The organization is called T.C.B.U.A., an acronym for They Cant Burn Us All. The death of Michelle Go in Jan. inspired their subway outreach. The 40-year-old was pushed onto the tracks at the Times Square 42nd Street station.
“The name itself originates from back in 2020. There was an 89-year-old Asian grandmother who was set on fire in Brooklyn. At the time, people spoke about the rise of anti Asian violence and I don’t think there was any case as egregious as that one yet,” Hou said.
For Raymond Yu that was a tipping point. The rapper and activist also goes by the name China Mac. He founded the group by issuing a call to action on his YouTube page.
“Growing up, I was always taught not to speak up.

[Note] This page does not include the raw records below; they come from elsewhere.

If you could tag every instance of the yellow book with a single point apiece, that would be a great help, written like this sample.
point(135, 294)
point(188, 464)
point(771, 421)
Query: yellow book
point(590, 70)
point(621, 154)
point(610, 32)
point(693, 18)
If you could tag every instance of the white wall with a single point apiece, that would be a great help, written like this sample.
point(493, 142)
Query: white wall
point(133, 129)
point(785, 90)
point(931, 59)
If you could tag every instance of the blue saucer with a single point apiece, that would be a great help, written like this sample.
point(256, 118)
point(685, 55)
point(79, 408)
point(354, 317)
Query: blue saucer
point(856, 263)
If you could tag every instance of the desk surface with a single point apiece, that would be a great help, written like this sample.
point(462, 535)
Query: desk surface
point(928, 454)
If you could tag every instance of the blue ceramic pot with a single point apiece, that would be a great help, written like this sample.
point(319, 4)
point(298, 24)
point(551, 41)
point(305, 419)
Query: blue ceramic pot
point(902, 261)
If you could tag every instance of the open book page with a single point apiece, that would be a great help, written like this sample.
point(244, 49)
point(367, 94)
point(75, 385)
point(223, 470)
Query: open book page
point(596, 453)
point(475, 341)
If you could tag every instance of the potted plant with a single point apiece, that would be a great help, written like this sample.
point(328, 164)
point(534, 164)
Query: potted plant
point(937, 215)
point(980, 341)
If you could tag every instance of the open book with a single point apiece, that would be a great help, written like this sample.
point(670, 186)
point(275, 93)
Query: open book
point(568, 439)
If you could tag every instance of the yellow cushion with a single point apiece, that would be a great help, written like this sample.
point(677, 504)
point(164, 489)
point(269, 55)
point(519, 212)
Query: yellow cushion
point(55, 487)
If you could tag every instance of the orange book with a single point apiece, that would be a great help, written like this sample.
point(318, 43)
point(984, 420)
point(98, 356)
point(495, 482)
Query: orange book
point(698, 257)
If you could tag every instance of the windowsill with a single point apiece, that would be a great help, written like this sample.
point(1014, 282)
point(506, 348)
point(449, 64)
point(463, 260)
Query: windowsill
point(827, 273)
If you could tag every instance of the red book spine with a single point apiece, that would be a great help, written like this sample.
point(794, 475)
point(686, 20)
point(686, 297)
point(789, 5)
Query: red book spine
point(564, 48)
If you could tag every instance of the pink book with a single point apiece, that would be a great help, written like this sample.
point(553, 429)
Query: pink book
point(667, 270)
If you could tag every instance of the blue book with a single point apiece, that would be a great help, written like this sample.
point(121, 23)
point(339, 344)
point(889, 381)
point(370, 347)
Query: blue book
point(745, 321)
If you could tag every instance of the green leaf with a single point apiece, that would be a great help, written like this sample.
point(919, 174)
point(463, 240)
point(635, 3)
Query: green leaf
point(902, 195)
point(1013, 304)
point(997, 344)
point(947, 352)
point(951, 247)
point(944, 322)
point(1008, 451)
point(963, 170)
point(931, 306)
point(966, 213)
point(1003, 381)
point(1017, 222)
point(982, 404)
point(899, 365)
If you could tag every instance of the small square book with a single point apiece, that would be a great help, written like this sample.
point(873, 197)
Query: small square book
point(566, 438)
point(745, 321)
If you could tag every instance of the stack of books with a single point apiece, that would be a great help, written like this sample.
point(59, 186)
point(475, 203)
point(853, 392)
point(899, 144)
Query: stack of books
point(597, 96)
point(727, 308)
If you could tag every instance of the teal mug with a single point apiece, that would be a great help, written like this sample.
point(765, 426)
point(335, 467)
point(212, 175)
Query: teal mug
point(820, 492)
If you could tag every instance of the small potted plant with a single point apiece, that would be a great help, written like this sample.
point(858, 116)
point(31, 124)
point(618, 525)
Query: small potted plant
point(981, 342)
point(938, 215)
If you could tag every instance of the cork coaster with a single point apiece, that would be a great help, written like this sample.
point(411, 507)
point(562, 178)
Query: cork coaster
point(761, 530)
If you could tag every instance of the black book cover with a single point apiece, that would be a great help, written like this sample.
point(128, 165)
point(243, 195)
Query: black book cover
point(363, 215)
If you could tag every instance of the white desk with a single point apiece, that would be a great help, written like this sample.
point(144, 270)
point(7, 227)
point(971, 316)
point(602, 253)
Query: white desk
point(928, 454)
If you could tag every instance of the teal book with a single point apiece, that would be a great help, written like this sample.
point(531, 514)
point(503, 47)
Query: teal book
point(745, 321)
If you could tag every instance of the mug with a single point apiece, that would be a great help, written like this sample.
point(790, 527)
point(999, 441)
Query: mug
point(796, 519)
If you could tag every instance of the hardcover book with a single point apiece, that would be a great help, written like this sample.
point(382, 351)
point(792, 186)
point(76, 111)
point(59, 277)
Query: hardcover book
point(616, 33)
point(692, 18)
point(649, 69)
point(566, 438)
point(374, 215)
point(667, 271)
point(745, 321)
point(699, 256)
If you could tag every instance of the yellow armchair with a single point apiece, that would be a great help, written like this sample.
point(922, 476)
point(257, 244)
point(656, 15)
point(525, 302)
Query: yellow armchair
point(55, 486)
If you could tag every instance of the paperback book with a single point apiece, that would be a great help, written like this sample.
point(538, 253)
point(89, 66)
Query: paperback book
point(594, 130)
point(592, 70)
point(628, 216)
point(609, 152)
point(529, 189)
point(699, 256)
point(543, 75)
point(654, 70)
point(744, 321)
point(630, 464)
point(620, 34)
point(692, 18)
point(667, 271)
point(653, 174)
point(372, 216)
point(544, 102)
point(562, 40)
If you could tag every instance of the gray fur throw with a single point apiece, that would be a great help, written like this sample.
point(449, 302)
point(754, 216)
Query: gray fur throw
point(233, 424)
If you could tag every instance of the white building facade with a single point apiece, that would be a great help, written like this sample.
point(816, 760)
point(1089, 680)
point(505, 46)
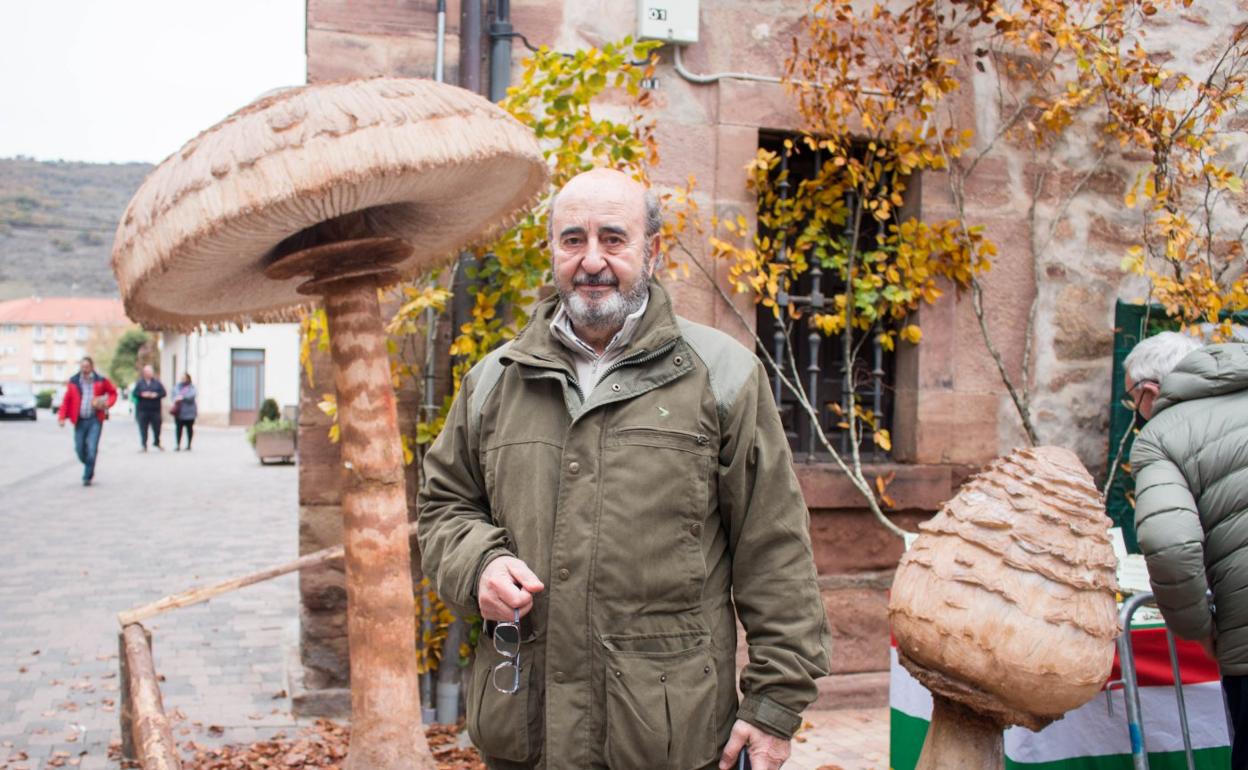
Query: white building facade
point(235, 371)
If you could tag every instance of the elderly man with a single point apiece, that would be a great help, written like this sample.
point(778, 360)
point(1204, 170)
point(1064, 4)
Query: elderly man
point(608, 488)
point(1191, 468)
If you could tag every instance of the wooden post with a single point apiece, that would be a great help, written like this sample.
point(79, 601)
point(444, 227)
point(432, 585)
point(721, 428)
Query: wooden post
point(151, 733)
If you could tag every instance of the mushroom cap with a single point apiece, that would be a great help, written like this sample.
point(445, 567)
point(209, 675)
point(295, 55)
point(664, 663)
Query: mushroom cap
point(433, 165)
point(1010, 590)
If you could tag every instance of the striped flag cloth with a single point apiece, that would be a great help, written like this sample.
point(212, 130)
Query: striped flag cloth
point(1095, 735)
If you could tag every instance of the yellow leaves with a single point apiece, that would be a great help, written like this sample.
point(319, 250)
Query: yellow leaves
point(881, 482)
point(328, 404)
point(429, 652)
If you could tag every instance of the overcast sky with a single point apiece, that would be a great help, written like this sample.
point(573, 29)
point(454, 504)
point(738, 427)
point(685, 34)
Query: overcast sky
point(132, 80)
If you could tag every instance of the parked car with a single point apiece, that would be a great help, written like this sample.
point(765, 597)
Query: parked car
point(16, 399)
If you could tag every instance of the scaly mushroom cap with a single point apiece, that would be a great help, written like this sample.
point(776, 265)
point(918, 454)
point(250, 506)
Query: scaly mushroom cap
point(1006, 599)
point(429, 164)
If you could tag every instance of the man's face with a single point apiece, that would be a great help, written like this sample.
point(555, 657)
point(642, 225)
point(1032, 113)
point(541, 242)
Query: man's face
point(599, 250)
point(1142, 394)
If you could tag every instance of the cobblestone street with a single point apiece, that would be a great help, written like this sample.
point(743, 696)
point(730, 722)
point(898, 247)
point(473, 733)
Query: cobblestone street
point(157, 523)
point(152, 524)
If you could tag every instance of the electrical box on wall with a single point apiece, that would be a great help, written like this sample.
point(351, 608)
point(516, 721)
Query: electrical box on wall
point(667, 20)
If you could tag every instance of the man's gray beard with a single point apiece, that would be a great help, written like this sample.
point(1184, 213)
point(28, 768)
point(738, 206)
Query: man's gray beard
point(604, 315)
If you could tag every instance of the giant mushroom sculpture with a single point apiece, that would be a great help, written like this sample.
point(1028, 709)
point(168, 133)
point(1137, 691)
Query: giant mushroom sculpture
point(1005, 608)
point(331, 191)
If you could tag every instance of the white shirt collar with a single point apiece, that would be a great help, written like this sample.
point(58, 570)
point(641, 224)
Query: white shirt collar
point(560, 326)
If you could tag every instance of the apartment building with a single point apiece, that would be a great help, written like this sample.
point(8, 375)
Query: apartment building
point(43, 338)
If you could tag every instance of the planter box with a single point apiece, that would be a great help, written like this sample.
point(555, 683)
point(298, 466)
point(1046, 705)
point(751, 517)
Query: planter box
point(276, 444)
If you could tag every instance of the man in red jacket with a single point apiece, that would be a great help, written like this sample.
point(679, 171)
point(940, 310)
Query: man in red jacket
point(86, 402)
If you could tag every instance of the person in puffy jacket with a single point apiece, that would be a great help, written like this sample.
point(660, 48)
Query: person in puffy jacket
point(1191, 469)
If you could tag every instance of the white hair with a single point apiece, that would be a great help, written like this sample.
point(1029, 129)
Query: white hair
point(1157, 356)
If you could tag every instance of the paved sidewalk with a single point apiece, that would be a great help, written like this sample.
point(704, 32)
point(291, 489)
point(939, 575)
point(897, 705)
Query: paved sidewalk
point(159, 523)
point(848, 739)
point(152, 524)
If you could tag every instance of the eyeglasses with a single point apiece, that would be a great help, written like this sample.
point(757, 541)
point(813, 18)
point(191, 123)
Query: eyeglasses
point(1131, 392)
point(507, 643)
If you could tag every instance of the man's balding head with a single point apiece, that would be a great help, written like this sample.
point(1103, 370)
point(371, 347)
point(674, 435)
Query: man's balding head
point(649, 201)
point(603, 235)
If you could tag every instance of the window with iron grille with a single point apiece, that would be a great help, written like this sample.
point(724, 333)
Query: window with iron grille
point(815, 357)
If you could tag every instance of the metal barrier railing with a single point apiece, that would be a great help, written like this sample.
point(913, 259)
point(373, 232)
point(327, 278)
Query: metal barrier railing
point(1131, 687)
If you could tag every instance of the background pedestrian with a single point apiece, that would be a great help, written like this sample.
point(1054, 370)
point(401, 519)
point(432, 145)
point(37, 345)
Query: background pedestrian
point(149, 393)
point(85, 403)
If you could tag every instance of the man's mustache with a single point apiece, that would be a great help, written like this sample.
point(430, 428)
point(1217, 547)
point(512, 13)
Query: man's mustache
point(603, 278)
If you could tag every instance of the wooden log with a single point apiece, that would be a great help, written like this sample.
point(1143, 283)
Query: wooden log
point(152, 734)
point(196, 595)
point(127, 709)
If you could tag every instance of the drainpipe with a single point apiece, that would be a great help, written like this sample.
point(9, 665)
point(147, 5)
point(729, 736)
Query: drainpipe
point(501, 31)
point(428, 694)
point(469, 45)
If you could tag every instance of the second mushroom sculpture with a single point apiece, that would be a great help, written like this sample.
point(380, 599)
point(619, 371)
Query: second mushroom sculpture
point(1005, 605)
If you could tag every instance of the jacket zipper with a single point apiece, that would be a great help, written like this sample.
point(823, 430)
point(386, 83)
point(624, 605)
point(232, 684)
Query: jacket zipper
point(702, 439)
point(642, 357)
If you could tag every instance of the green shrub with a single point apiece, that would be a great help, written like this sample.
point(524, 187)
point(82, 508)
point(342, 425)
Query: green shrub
point(270, 411)
point(268, 426)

I was taught to just mind my business,” Yu said. “When I saw something happening and all these occurrences keep on happening, I saw that nobody else was speaking up.”
China Mac is overcoming a troubled past as a former gang member raised on the streets of Chinatown who served a prison sentence for attempted murder. The experience taught him hard lessons.
“I did more than ten years and in prison. I learned how to deal with people other than Asian people. I learned how to stand up for myself. I learned how to use my voice,” Yu said.
And, he also learned the value of building solidarity across marginalized communities which is one of the organizations stated goals.
“African Americans and Asian people we’re going through hard times, but we don’t have enough dialogue amongst each other.” Yu said. “That’s why it’s so imperative to show the people empathy and to show the people that we need to care about each other.”
TCBUA secretary Amy Zhang says it’s all to make this community safer.
“Right now, it’s more personal because for example I’m seeing Christina Yuna Lee, her memorial is right there,” Zhang said. “For me, I feel like it’s my brothers and sisters, even if we’re not necessarily related.”
Along with the street campaign, TCBUA is part of an effort to get Asian language accessibility on the Citizen app to keep the community informed. And, as a young organization they’re still working out the logistics of recruiting more volunteers that can be a ongoing presence here and in other parts of the city.
“I think that the seniors do appreciate it and in the past few weeks that we’ve been out here they’ve expressed gratitude for it,” Hou said.
But, members like Hou are determined to find a way. Like Zhang said, it’s personal.
“I think about my grandpa all the time,” Hou said. “I just want to do him proud. He’s not here now but I think he would have wanted me to help out the community.”